Your first semester of college is typically very unsettling. For most college freshmen, you’re in a totally new place, meeting all new people, and discovering a lot about who you are and what you want to do. College, as stereotypical as it sounds, is a time when you discover more than you ever have about yourself. Most students, even the ones who come in with definitive ideas about what they want to do, end up changing their minds, or questioning their decisions about their majors. It’s an exploratory period, which is totally fine. Yes, there will be students who have understood their passions for years and they may seem intimidating, but that doesn’t depreciate the value of students who change their majors 3 times. There is absolutely nothing wrong with coming in with no idea of what you want to do. As terrifying as it may seem to not know what you want to do, especially when everyone is asking you “Hey, what’s your major”, there is no need to fear. Even if everyone seems completely fixated on the outcome of their 4 (or more) years, it’s only because most of them don’t know that they don’t need to be.

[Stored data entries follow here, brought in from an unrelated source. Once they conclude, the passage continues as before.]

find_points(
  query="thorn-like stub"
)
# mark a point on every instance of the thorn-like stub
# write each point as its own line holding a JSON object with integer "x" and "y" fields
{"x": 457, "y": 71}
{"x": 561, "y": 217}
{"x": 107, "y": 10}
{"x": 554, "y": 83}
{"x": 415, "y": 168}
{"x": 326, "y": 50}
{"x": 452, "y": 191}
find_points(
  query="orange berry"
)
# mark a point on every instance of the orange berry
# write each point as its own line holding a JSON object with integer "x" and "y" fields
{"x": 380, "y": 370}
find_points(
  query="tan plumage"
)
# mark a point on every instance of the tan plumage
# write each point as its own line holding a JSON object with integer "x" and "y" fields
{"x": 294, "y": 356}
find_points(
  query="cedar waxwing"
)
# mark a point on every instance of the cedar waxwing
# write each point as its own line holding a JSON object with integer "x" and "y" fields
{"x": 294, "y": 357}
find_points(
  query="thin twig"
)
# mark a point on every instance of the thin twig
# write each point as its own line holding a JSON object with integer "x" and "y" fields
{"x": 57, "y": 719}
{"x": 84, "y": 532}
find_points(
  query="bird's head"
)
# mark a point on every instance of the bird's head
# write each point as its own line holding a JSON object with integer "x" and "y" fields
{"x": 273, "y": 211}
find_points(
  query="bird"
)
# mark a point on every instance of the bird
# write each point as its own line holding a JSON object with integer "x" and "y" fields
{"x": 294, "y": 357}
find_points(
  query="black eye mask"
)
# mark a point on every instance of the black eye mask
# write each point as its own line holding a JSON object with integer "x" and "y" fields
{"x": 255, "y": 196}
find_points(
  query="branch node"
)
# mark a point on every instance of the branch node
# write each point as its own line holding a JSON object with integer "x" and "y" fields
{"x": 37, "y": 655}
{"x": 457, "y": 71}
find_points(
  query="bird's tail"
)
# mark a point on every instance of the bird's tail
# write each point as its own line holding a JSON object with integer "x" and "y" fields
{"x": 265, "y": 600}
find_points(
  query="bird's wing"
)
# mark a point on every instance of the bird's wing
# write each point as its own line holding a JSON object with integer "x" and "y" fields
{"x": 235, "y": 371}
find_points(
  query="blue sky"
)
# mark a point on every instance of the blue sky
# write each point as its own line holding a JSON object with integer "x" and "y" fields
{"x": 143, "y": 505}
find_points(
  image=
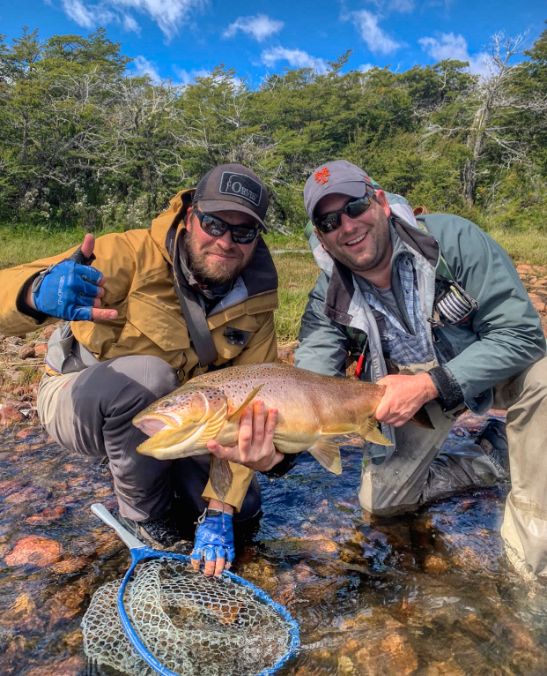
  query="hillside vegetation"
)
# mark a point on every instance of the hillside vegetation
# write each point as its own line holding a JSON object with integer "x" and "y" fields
{"x": 84, "y": 144}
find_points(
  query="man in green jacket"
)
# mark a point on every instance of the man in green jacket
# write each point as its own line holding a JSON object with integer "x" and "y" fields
{"x": 145, "y": 311}
{"x": 442, "y": 320}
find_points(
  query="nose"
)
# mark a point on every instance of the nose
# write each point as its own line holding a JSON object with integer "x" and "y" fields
{"x": 347, "y": 223}
{"x": 225, "y": 240}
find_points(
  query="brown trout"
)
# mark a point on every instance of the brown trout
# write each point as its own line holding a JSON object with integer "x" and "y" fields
{"x": 313, "y": 411}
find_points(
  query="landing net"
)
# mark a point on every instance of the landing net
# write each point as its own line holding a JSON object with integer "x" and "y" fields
{"x": 192, "y": 624}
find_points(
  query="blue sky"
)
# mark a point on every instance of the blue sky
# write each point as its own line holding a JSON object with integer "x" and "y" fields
{"x": 178, "y": 40}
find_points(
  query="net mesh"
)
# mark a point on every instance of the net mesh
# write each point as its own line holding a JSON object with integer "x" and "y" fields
{"x": 191, "y": 623}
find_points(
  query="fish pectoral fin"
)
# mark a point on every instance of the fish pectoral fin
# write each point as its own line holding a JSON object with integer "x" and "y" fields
{"x": 213, "y": 425}
{"x": 239, "y": 410}
{"x": 370, "y": 432}
{"x": 327, "y": 453}
{"x": 221, "y": 476}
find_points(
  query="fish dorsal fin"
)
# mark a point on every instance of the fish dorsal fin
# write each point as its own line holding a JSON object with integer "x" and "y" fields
{"x": 327, "y": 453}
{"x": 339, "y": 429}
{"x": 221, "y": 476}
{"x": 239, "y": 410}
{"x": 370, "y": 432}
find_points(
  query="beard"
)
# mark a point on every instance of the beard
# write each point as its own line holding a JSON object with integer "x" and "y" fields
{"x": 208, "y": 272}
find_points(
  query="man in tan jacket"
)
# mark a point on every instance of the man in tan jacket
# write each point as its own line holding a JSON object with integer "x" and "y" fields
{"x": 144, "y": 311}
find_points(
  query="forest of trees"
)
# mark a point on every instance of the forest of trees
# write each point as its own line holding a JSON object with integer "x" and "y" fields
{"x": 82, "y": 142}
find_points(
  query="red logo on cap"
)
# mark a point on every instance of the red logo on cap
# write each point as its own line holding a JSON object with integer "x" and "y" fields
{"x": 322, "y": 175}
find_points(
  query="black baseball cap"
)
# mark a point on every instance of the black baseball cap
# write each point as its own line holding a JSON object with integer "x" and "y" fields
{"x": 233, "y": 187}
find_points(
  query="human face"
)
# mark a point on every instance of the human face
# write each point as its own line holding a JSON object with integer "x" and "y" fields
{"x": 362, "y": 243}
{"x": 217, "y": 260}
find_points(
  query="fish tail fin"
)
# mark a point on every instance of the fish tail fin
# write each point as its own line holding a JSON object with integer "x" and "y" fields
{"x": 221, "y": 476}
{"x": 327, "y": 454}
{"x": 370, "y": 432}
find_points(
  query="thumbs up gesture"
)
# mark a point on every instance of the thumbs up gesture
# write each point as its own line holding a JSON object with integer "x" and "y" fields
{"x": 72, "y": 289}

Almost every college will tell you that it’s okay to come in undecided as a freshman, and that you won’t have to declare a major until the end of your sophomore year. While this is true, I understand the motivation to declare a major. Even picking classes becomes tedious when you’re not sure what your ultimate goal is. How do you know whether to take that biology course or Art History, or when you’ve taken too many math courses? The truth is, you probably won’t know until you declare a major. But if you’re inclined to take Calc III or Differential Equations, and find yourself dreading the idea of sitting through another class where a teacher lectures you about symbolism in To Kill a Mockingbird, then maybe consider a math major. Your best bet for your entire college experience would be to do what you love. Regardless of what your interests are, college is a time to discover where your true passion lies.
Now, this isn’t meant to deter college freshmen from declaring a major. If you know what you want to do, and you love it, then you should absolutely pursue it. But, at the same time, there is really no harm in exploring a little. Extracurricular activities, double majors, and even minors are all options for college students to venture further into their passions. And the best part? They don’t even need to relate to your career goals. When I was first applying to college, I was sure I wanted to pursue Physical Therapy and Music Therapy, which would involve the Pre-Physical Therapy track, and, as I then believed, a biology major, in addition to a music major. I was convinced that the two majors were too dissimilar to logically pursue and that I would be in college for years on end, but when I talked to admissions counselors, I was put in touch with countless different students who had had the same initial reservations as I did, but were now pursuing Pre-med and dance, or Business and Art History, just to name a few. Yes, while it does seem like a lot of work, it’s like everyone always told you when you were younger: “If you’re doing something you love, it won’t feel like work at all.”
So try living in the present. Don’t focus on what degree you’re trying to get, and take that Music Theory class, even if you’re convinced it won’t help you at all. And this applies to all students, not just the undecided ones. The ability to take whatever classes you want, and genuinely pursue your passions is one you should never take for granted.